Domestic team information
- 1889-90 to 1909-10: Canterbury

Career statistics
| Competition | First-class |
| Matches | 25 |
| Runs scored | 859 |
| Batting average | 21.47 |
| 100s/50s | 0/3 |
| Top score | 82 |
| Catches/stumpings | 24/– |
- Source: Cricinfo, 31 October 2017

= Archie Ridley =

New Zealand cricketer (1869–1950)

Archibald Ernest Ridley (22 September 1869 – 1 February 1950) was a New Zealand cricketer who played first-class cricket for Canterbury from 1890 to 1910 and represented New Zealand in the 1890s.

==Personal life==
Born in Monmouthshire in 1869, Archie Ridley was one of nine children of the Rev. Morris Samuel Ridley. He was educated in England and in New Zealand. He took up employment with Dalgety and Co. Ltd in Christchurch. He later worked on his own in Christchurch as an insurance broker.

==Cricket career==
A middle-order batsman, Ridley played several seasons for Canterbury in the early 1890s with only moderate success. However, he was "Canterbury's outstanding outfield of the day", who took many spectacular catches. In the match against Otago in 1894-95, his running one-handed catch on the boundary was described by the Lyttelton Times as "the most sensational deep-field catch ever made in Christchurch".
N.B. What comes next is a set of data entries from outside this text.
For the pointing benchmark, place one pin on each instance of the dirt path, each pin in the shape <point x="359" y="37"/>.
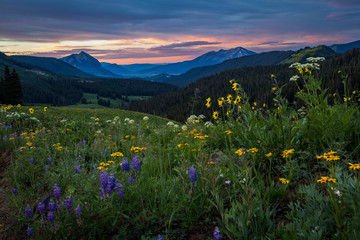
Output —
<point x="5" y="159"/>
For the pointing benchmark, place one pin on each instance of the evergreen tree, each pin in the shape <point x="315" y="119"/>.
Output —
<point x="18" y="95"/>
<point x="2" y="91"/>
<point x="13" y="93"/>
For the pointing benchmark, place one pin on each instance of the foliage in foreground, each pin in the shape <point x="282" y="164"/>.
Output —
<point x="254" y="172"/>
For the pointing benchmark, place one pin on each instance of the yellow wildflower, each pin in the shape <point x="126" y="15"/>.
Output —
<point x="236" y="87"/>
<point x="300" y="71"/>
<point x="117" y="154"/>
<point x="284" y="180"/>
<point x="240" y="152"/>
<point x="220" y="102"/>
<point x="354" y="166"/>
<point x="268" y="154"/>
<point x="288" y="153"/>
<point x="208" y="102"/>
<point x="253" y="150"/>
<point x="229" y="98"/>
<point x="215" y="115"/>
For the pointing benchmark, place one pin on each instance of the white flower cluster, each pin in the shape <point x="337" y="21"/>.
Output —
<point x="294" y="78"/>
<point x="172" y="125"/>
<point x="208" y="124"/>
<point x="305" y="65"/>
<point x="195" y="119"/>
<point x="13" y="115"/>
<point x="128" y="121"/>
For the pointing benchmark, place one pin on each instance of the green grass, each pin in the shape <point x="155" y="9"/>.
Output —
<point x="257" y="170"/>
<point x="114" y="103"/>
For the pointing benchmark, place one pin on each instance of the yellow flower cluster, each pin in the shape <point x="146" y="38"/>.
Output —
<point x="288" y="153"/>
<point x="268" y="154"/>
<point x="103" y="165"/>
<point x="137" y="149"/>
<point x="253" y="150"/>
<point x="202" y="137"/>
<point x="215" y="115"/>
<point x="354" y="166"/>
<point x="181" y="145"/>
<point x="208" y="102"/>
<point x="326" y="180"/>
<point x="117" y="154"/>
<point x="329" y="156"/>
<point x="240" y="152"/>
<point x="284" y="180"/>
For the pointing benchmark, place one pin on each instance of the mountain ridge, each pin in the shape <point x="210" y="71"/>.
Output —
<point x="87" y="63"/>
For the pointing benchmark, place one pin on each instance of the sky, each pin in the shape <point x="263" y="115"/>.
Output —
<point x="164" y="31"/>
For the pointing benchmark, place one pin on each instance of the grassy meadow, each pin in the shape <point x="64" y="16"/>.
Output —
<point x="249" y="171"/>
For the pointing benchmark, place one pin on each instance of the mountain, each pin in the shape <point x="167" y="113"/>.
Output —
<point x="137" y="67"/>
<point x="88" y="64"/>
<point x="266" y="58"/>
<point x="207" y="59"/>
<point x="114" y="68"/>
<point x="52" y="64"/>
<point x="41" y="85"/>
<point x="256" y="82"/>
<point x="341" y="48"/>
<point x="302" y="54"/>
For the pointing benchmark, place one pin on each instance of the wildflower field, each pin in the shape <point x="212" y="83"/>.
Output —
<point x="249" y="171"/>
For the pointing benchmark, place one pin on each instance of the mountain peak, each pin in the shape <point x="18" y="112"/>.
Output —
<point x="87" y="63"/>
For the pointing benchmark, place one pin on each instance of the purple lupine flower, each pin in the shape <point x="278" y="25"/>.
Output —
<point x="77" y="211"/>
<point x="29" y="231"/>
<point x="68" y="202"/>
<point x="14" y="190"/>
<point x="192" y="174"/>
<point x="216" y="234"/>
<point x="102" y="192"/>
<point x="57" y="192"/>
<point x="104" y="178"/>
<point x="120" y="189"/>
<point x="41" y="208"/>
<point x="51" y="217"/>
<point x="58" y="206"/>
<point x="51" y="205"/>
<point x="28" y="212"/>
<point x="77" y="168"/>
<point x="131" y="180"/>
<point x="125" y="166"/>
<point x="136" y="163"/>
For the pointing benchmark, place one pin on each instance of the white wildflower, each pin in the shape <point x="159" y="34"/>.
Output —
<point x="294" y="78"/>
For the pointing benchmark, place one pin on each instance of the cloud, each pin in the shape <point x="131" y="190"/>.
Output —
<point x="180" y="27"/>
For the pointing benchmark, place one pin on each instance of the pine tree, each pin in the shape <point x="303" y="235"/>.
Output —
<point x="18" y="93"/>
<point x="13" y="93"/>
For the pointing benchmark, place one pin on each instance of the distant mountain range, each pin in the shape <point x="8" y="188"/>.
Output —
<point x="88" y="64"/>
<point x="207" y="59"/>
<point x="52" y="64"/>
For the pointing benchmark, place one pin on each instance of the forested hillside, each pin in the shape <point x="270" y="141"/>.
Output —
<point x="256" y="82"/>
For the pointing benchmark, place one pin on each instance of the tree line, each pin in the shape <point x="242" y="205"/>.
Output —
<point x="10" y="88"/>
<point x="257" y="84"/>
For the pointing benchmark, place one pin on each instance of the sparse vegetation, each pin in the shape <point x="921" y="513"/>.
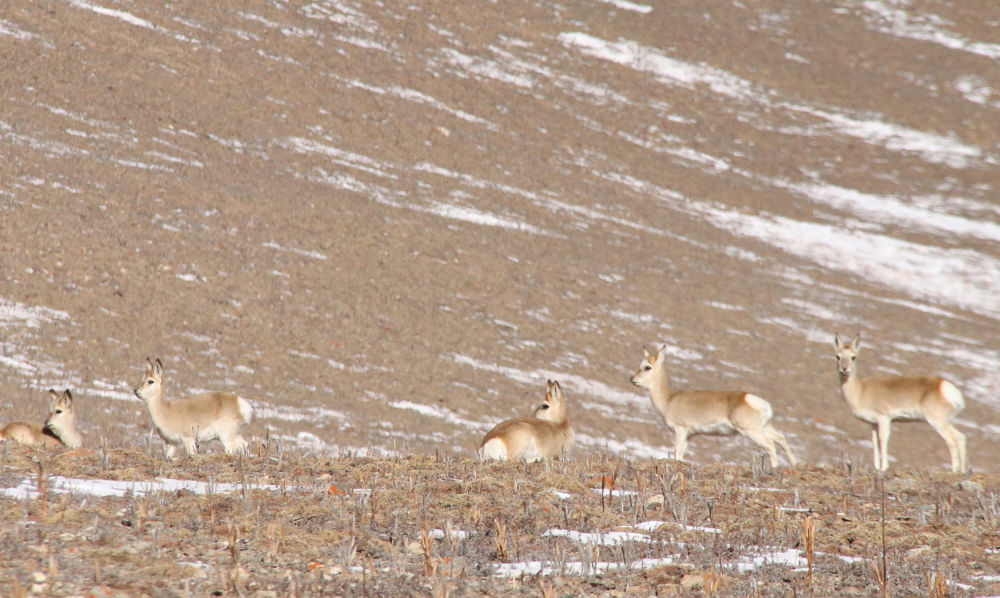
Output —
<point x="447" y="526"/>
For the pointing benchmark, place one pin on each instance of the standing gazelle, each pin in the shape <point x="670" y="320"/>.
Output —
<point x="192" y="419"/>
<point x="690" y="412"/>
<point x="543" y="436"/>
<point x="878" y="401"/>
<point x="59" y="429"/>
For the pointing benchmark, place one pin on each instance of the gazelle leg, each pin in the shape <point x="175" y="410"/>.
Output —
<point x="956" y="444"/>
<point x="680" y="442"/>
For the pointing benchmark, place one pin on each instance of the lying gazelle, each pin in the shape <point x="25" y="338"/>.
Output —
<point x="543" y="436"/>
<point x="690" y="412"/>
<point x="59" y="429"/>
<point x="881" y="400"/>
<point x="193" y="419"/>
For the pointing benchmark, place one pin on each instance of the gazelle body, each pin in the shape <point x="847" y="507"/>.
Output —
<point x="543" y="436"/>
<point x="878" y="401"/>
<point x="59" y="429"/>
<point x="199" y="418"/>
<point x="690" y="412"/>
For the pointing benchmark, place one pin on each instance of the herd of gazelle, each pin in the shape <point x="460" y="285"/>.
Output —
<point x="548" y="433"/>
<point x="720" y="412"/>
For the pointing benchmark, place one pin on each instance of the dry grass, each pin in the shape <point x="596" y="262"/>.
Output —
<point x="366" y="526"/>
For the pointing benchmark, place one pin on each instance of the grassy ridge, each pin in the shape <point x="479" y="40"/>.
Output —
<point x="446" y="526"/>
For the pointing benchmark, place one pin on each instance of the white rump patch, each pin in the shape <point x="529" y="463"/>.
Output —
<point x="951" y="394"/>
<point x="766" y="413"/>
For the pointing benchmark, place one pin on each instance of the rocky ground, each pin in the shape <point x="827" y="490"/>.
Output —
<point x="271" y="525"/>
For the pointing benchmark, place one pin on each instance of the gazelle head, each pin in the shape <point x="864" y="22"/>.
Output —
<point x="152" y="381"/>
<point x="61" y="421"/>
<point x="61" y="413"/>
<point x="553" y="408"/>
<point x="847" y="354"/>
<point x="648" y="369"/>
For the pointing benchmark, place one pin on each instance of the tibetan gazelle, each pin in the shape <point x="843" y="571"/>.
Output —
<point x="543" y="436"/>
<point x="878" y="401"/>
<point x="193" y="419"/>
<point x="690" y="412"/>
<point x="59" y="429"/>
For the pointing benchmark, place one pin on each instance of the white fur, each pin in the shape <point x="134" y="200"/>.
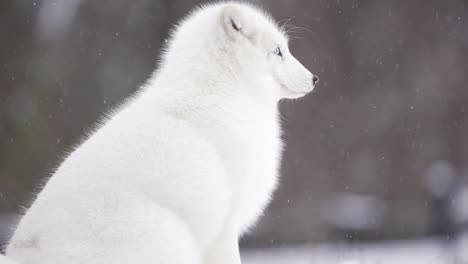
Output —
<point x="181" y="170"/>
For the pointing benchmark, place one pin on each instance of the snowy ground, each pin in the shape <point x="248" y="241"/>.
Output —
<point x="404" y="252"/>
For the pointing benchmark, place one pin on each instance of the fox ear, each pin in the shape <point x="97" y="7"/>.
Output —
<point x="235" y="23"/>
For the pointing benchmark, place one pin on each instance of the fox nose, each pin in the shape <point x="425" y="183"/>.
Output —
<point x="315" y="80"/>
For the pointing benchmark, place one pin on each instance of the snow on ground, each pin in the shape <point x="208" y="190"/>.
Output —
<point x="404" y="252"/>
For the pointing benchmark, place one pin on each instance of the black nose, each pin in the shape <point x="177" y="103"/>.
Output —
<point x="315" y="80"/>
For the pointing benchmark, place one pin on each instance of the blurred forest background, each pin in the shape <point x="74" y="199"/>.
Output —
<point x="378" y="151"/>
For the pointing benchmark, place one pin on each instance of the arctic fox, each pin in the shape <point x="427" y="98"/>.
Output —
<point x="183" y="168"/>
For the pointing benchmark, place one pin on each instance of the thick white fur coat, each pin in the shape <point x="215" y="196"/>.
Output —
<point x="186" y="166"/>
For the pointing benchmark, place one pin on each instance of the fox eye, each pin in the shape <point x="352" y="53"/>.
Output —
<point x="278" y="52"/>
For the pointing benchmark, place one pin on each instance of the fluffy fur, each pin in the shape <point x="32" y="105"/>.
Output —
<point x="185" y="167"/>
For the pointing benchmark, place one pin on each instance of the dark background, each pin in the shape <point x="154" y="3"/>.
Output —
<point x="378" y="151"/>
He was selected to play for a New Zealand XV against the touring Australians early in the 1896-97 season, making 23 (the top score) and 20 in a loss for New Zealand. A few weeks later he played a first-class match for New Zealand against the visiting Queensland team, which New Zealand won. He scored 9 and 30.

In the match against Otago in 1897-98 Canterbury needed 155 to win and were 70 for five before Ridley, 76 not out, took Canterbury to a four-wicket victory helped by the lower-order batsmen. His was the highest score in the match; only two other batsmen had reached 30.

He was not selected in New Zealand's team to tour Australia in 1898-99. Dan Reese, who toured in the team, said of the team selection that "the greatest mistake [was] the omission of Archie Ridley of Canterbury". In March 1900, after Ridley top-scored with 63 for Canterbury in a two-day match against the touring Melbourne Cricket Club, the Australian Test cricketer Hugh Trumble said he was one of the best batsmen in New Zealand.

In November 1908, playing for his club Linwood in the Christchurch competition, Ridley scored 217 not out in three and a half hours in a total of 402, playing strokes "brilliantly yet neatly all round the wicket, his cutting and gliding being a treat". It was a record score for the competition until Carl Beal scored 242 not out in 1915. A few weeks later Ridley made 82 (his highest first-class score) and 26 in Canterbury's victory over Wellington.